Immunohistology staining

The protocol, as outlined in our prior publication (ref. 7), was employed. The lung specimens were fixed in 4% PFA for subsequent paraffin embedding. Subsequently, each sample was sectioned at a thickness of 5μm. The sections were incubated with FAM20A (1:50, Cat. No. 25258–1-AP, Proteintech, USA) antibody overnight at 4°C.

Survival analysis

The overall survival (OS), disease-specific survival (DSS), and progress-free interval (PFI) curves for FAM20A and FAM20C in the CGGA database were analyzed using the “Survival Plot” and “Survival Analysis” modules in Gene Expression Profiling Interactive Analysis (GEPIA2) (http://gepia.cancer-pku.cn/) (ref. 17, ref. 18).

Nomogram and calibration

To enhance the prediction of individual patient prognosis in LUSC, we developed a comprehensive prognostic nomogram. This tool facilitates the estimation of overall survival (OS), disease-specific survival (DSS), and progression-free interval (PFI). To ensure its reliability, we generated calibration curves using the ‘rms’ package. These curves serve as a visual validation of the nomogram’s predictive accuracy, effectively aligning the predicted outcomes with actual clinical results.

Correlation analysis between FAM20A, immune cell infiltration, and immune cell markers in LUSC

The ssGSEA algorithm in the “GSVA” (v1.34.0) R package was utilized to assess the tumor infiltration status of 24 immune cell types (ref. 19).

Analysis of DNA methylation status in the CpG islands of the FAM20A

MethSurv database (https://biit.cs.ut.ee/methsurv/) was performed to analyze the DNA methylation status in the FAM20A gene (ref. 20).

Gene set enrichment analysis

The calculation method that analyzes the statistical significance of priori-defined gene sets and the consistent differences between two biological states is called Gene Set Enrichment Analysis (GSEA) (ref. 21). In this study, GSEA was used to create an initial list of gene categories based on the correlation between genes and FAM20A expression.

Statistical analysis

Laboratory experiments were replicated thrice, with data presented as mean ± standard deviation. Student’s t-test and one-way ANOVA were used for group comparisons, considering P <0.05 as statistically significant.

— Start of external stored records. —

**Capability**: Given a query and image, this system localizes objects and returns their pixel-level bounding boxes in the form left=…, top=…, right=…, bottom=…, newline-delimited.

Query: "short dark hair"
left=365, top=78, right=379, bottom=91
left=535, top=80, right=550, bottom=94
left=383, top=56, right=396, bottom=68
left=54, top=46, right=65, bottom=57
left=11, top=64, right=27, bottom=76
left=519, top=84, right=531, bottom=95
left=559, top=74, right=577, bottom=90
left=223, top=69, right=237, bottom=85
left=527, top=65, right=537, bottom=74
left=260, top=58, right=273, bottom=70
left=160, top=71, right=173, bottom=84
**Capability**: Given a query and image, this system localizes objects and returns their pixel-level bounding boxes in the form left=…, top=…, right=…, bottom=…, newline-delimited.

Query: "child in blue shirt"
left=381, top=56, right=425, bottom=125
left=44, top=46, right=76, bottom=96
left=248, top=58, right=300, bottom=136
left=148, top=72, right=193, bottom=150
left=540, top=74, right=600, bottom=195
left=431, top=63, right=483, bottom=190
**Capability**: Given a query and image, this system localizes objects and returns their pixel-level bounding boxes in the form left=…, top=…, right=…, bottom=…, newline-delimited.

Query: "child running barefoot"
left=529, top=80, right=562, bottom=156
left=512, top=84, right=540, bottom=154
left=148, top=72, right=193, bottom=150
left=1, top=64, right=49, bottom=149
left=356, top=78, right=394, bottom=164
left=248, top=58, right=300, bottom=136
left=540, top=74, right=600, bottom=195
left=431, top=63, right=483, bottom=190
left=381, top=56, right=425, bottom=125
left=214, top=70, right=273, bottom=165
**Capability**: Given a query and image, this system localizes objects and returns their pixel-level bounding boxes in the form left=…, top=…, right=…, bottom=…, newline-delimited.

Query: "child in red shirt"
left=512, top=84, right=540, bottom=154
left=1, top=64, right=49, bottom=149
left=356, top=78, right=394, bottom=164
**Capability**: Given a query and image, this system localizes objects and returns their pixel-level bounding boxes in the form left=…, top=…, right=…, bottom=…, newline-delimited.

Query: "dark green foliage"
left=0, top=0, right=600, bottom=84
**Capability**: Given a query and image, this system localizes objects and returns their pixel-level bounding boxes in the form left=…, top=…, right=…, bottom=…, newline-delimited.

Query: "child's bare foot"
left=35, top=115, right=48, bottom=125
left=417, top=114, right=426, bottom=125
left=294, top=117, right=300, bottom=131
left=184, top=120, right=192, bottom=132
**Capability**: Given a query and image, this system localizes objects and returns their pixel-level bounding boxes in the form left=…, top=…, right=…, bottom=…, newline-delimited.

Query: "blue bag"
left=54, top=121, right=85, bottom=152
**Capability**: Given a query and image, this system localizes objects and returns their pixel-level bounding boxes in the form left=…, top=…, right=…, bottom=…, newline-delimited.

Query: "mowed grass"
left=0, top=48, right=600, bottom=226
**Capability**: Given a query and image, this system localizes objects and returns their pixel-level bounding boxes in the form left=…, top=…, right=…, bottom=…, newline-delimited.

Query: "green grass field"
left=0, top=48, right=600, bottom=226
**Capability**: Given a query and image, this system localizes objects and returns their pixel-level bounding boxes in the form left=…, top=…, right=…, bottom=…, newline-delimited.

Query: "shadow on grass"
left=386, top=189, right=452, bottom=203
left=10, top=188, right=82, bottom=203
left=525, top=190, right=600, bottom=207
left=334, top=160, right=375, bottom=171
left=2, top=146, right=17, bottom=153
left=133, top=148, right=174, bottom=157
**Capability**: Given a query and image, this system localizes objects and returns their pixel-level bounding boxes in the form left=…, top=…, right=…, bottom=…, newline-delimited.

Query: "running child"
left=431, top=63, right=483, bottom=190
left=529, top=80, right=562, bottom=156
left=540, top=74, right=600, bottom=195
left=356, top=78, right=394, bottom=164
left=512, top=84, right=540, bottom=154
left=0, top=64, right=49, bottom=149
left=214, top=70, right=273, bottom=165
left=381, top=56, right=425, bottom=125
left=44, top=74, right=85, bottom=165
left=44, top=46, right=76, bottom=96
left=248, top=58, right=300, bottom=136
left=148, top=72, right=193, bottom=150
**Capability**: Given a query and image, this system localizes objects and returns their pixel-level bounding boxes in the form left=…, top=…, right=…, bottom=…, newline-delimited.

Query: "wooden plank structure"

Selection of database and analysis tools

We prioritized databases based on data types, volume, and quality for accurate and comprehensive information. When selecting tools, we focused on functionality and applicability. We used SCANPY for single-cell data analysis, known for its efficiency and accuracy. For survival and gene set enrichment analysis, we opted for GEPIA2 and GSEA, respected for their reliability and utility. Our choices ensure reproducible and interpretable methods, enhancing the credibility of our findings.

Results

Single cell sequencing analysis reveals that FAM20A is a potential tumor-suppressor gene in LUSC

In the examination of LUSC patient data for a detailed analysis, an equitable distribution of samples was employed—consisting of an equal split between control lung tissues and cancer core samples. The application of dimensionality reduction techniques brought to light eight distinctive cellular clusters within the single-cell sequencing data. These clusters were classified as endothelial, fibroblast, alveolar, myeloid, tumor, T cell, B cell, and epithelial (f1), each demarcated by specific marker gene expressions. The precise identification of these clusters was graphically represented in the dot plot of f1, which served as a visual confirmation of the marker gene distribution and prevalence across the identified clusters. A focal point of our findings was the expression pattern of FAM20A, a gene of interest due to its suggested role in tumor suppression. Notably, FAM20A expression was primarily localized to the alveolar and myeloid cluster, as revealed in the spatial gene expression mapping (f1). The comparative analysis, elegantly depicted in the violin plot of f1, quantitatively highlighted the disparity in FAM20A expression between control and LUSC tissues. In the control group, FAM20A showed robust expression levels, whereas in LUSC tissues, there was a conspicuous downturn in its expression.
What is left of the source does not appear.